Agree on both points Grant. Hopefully he can his career back on track it seems like he's really serious about it to shell out on a S&C coach.

As for Pace i rate the kid and the fact he's still a baby says a lot about his ability. I just wish he could get some secured sponsorship that allow him to build as a young pro should and maybe the Cook fight is the fight to springboard him. We did hope the Heffron fight would and it kinda did but it sorta lost it's way when he lost title fight.

As for Daws i haven't seen it but Len did look marked up a lot more then Tony but need to see it. I wouldn't be shocked if Lenny got a touch he's not great over 6 rounds nowadays. He's always been a slow starter even back in the day..


----------



## Grant (Jun 6, 2012)

Mandanda said:


> As for Daws i haven't seen it but Len did look marked up a lot more then Tony but need to see it. I wouldn't be shocked if Lenny got a touch he's not great over 6 rounds nowadays. He's always been a slow starter even back in the day..


That's what I am wondering, but Tony is far too nice a kid to say even if that was the case.

In the fight before Daws he went to Europe and got a draw with an unbeaten kid, so we know what that means.

If Eddie was to take an interest in him if he wins in Feb, I will cut him some slack :smile


----------



## Mandanda (Jun 2, 2012)

Grant said:


> That's what I am wondering, but Tony is far too nice a kid to say even if that was the case.
> 
> In the fight before Daws he went to Europe and got a draw with an unbeaten kid, so we know what that means.
> 
> If Eddie was to take an interest in him if he wins in Feb, I will cut him some slack :smile


Len lost that fight mate :good.
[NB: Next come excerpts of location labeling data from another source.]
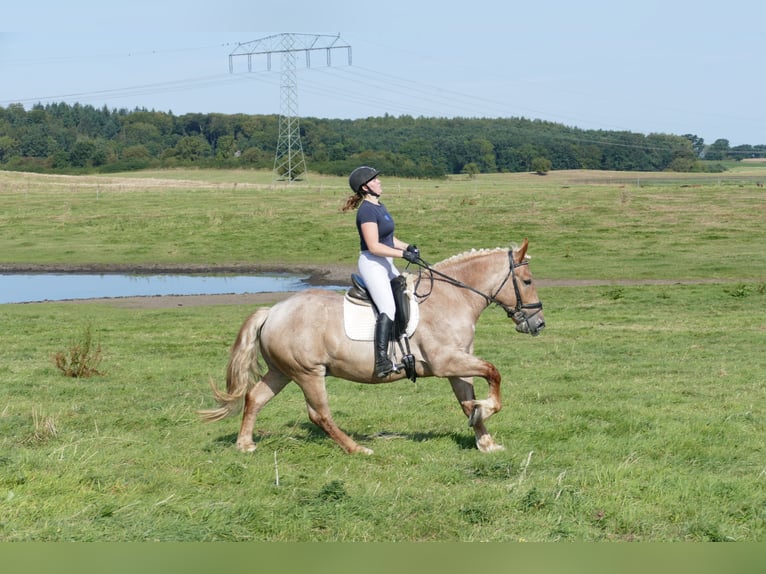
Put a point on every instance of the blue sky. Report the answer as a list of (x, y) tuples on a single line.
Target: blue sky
[(667, 66)]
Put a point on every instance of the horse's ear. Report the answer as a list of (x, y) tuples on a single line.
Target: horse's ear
[(522, 252)]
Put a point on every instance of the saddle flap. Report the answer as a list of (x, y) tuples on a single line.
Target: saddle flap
[(358, 290)]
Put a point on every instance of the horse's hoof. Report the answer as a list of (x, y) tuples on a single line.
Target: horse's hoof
[(486, 444), (475, 417), (246, 447)]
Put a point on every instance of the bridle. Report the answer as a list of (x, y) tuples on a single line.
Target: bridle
[(518, 313)]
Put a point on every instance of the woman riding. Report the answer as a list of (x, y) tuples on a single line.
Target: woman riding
[(378, 246)]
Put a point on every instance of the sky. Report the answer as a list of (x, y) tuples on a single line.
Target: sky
[(654, 66)]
Contentious decision although as big a fan of Len as i am the KD imo wasn't a KD. But a lot of stuff went on out there which was a disgrace.

I think Tony said on twitter that he felt he won. As you say a nice kid so i wouldn't not believe his case. Eddie uses the likes of Cassius Connor so i don't see why he shouldn't use Pace i agree cut the kid some slack Eddie :yep.


----------



## Grant (Jun 6, 2012)

Mandanda said:


> Len lost that fight mate :good. Contentious decision although as big a fan of Len as i am the KD imo wasn't a KD. But a lot of stuff went on out there which was a disgrace.
> 
> I think Tony said on twitter that he felt he won. As you say a nice kid so i wouldn't not believe his case. Eddie uses the likes of Cassius Connor so i don't see why he shouldn't use Pace i agree cut the kid some slack Eddie :yep.


I mean Tony went to Europe buddy, not Daws :good


----------



## Mandanda (Jun 2, 2012)

Grant said:


> I mean Tony went to Europe buddy, not Daws :good


Whoops sorry mate. Yeah that went under radar that's a excellent draw tbh..


----------



## smoggy7188 (May 28, 2013)

chris jenkins fighting a six rounder tonight against mark mckray which should be a decent keep busy fight. I hope he gets a big test on the selby undercard. 

Also one of the cameroonian boxers from the olympics who is now based with glyn rhodes is making his debut tomorrow night. he looks very tidy indeed, the one based in sunderland is a beast.


----------



## smoggy7188 (May 28, 2013)

Mandanda said:


> That's a really good fight as long as Miles is prepared and willing to throw it down. He was beating Camacho before he fell apart and that was at a few days notice. Very good AM as well and has got some nice skills and decent pop and a style that will blend nicely with Simmons.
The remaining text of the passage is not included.